Un leader cruel, menteur, corrompu et dangereux

Si on en juge par ses discours, on pourrait facilement conclure que Donald Trump se perçoit sinon comme le Roi-Soleil du moins comme le sauveur d’une Amérique en décadence. Ses agissements se font en fonction de sa seule personne cherchant toujours les pleins feux de la rampe. Il mène le pays selon les humeurs du moment et le résultat en est un de chaos, de confusion et d’incompétence.

Dès le début de sa campagne présidentielle, il prononçait des propos racistes et xénophobes: les Mexicains qui traversent la frontière sont «des trafiquants de drogue, des criminels et des violeurs». Pour éviter l’entrée aux États-Unis d’immigrants haïtiens, il traite ce pays ainsi que le Salvador et les pays africains de «pays de merde», ce qui a pour effet de ranimer les profondes divisions au sein du pays.

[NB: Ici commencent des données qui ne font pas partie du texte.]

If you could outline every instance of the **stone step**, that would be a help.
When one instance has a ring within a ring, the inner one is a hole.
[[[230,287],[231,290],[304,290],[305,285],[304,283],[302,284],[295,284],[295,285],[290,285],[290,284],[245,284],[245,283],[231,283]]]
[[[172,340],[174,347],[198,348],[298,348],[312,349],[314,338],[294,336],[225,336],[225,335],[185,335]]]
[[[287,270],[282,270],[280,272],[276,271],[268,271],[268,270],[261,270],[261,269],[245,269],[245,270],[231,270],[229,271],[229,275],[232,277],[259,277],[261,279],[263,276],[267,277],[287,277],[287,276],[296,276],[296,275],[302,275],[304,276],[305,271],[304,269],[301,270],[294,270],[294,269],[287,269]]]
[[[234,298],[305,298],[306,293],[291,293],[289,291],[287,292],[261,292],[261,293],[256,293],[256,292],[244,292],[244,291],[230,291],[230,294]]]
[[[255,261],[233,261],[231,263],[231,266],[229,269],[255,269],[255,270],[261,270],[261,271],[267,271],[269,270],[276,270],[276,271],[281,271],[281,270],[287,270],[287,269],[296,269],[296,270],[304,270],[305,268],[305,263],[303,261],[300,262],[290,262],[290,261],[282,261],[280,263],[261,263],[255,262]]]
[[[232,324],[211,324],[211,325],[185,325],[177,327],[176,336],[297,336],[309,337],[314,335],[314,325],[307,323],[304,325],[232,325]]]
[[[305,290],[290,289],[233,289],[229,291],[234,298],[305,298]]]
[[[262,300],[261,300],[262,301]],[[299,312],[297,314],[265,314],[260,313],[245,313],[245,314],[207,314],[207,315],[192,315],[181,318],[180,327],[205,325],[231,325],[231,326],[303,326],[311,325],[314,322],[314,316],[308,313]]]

Il n’est intéressé que par sa base électorale, des gens issus de la «Bible Belt», 15 États du sud-est américain dont de très nombreux habitants sont d’un protestantisme et d’un fondamentalisme rigoureux qu’on appelle aussi droite religieuse. Ceux-ci font une lecture littérale de la bible et veulent imposer leurs vues à l’ensemble du pays. Delà l’importance de soutenir un président qui veut nommer à la Cour Suprême des juges très conservateurs qui voient à interpréter les lois selon des conceptions religieuses relativement au divorce, à l’homosexualité, à l’avortement et à l’immigration.

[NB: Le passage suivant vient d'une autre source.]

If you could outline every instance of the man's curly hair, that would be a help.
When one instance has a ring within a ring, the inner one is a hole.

La haine et l’intolérance y ont droit de cité et se justifient parce que perpétrées au nom de Dieu. C’est par la Bible qu’on explique l’esclavage, la ségrégation et les horreurs du Ku Klux Klan. C’est aussi la région des États-Unis où le taux de divorce, de meurtre et d’obésité sont les plus élevés, où la pauvreté est rampante et où la qualité de la santé laisse à désirer. On y trouve un grand nombre de personnes atteintes de maladies transmises sexuellement. Et, oui, on y favorise la peine capitale.

Les adeptes sont prêts à tout pardonner au président y compris ses nombreux écarts de conduite – mensonges, cruauté, humiliations, libertinage, misogynie – du moment qu’ils obtiennent ce qu’ils veulent, dont la nomination de juges ultraconservateurs. Donald Trump est conscient de cet état de choses et se permet toutes sortes d’écarts de conduite indignes d’un président.

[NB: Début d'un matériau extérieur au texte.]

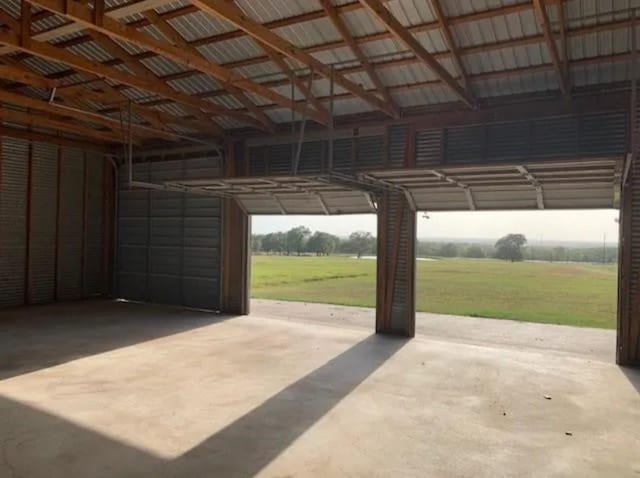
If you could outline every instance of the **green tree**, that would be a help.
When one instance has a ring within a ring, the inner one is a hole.
[[[281,253],[285,250],[284,232],[272,232],[262,238],[262,250]]]
[[[440,246],[438,249],[437,255],[439,257],[457,257],[458,256],[458,248],[455,244],[447,243]]]
[[[472,259],[484,259],[485,257],[482,247],[477,245],[469,246],[467,250],[464,252],[464,256],[470,257]]]
[[[251,252],[261,252],[262,251],[262,239],[264,236],[262,234],[252,234],[251,235]]]
[[[349,250],[357,254],[360,259],[367,252],[375,250],[376,238],[373,234],[365,231],[352,232],[348,241]]]
[[[307,241],[307,252],[328,256],[335,251],[339,239],[326,232],[316,231]]]
[[[285,250],[287,254],[296,252],[300,255],[304,252],[304,247],[307,243],[307,239],[311,235],[311,231],[305,226],[294,227],[286,232],[285,237]]]
[[[522,247],[527,243],[527,238],[522,234],[507,234],[496,242],[496,258],[505,261],[521,261]]]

Pour décourager l’entrée d’immigrants et de demandeurs d’asile, sa politique de «tolérance zéro» permet la séparation d’enfants de leurs parents avec les cruels déchirements que cela cause. C’est la force de l’opinion publique et la critique des médias, dont certains conservateurs, qui ont fait reculer le président. On n’a même pas bien documenté l’esthétique cas. De la pure incompétence.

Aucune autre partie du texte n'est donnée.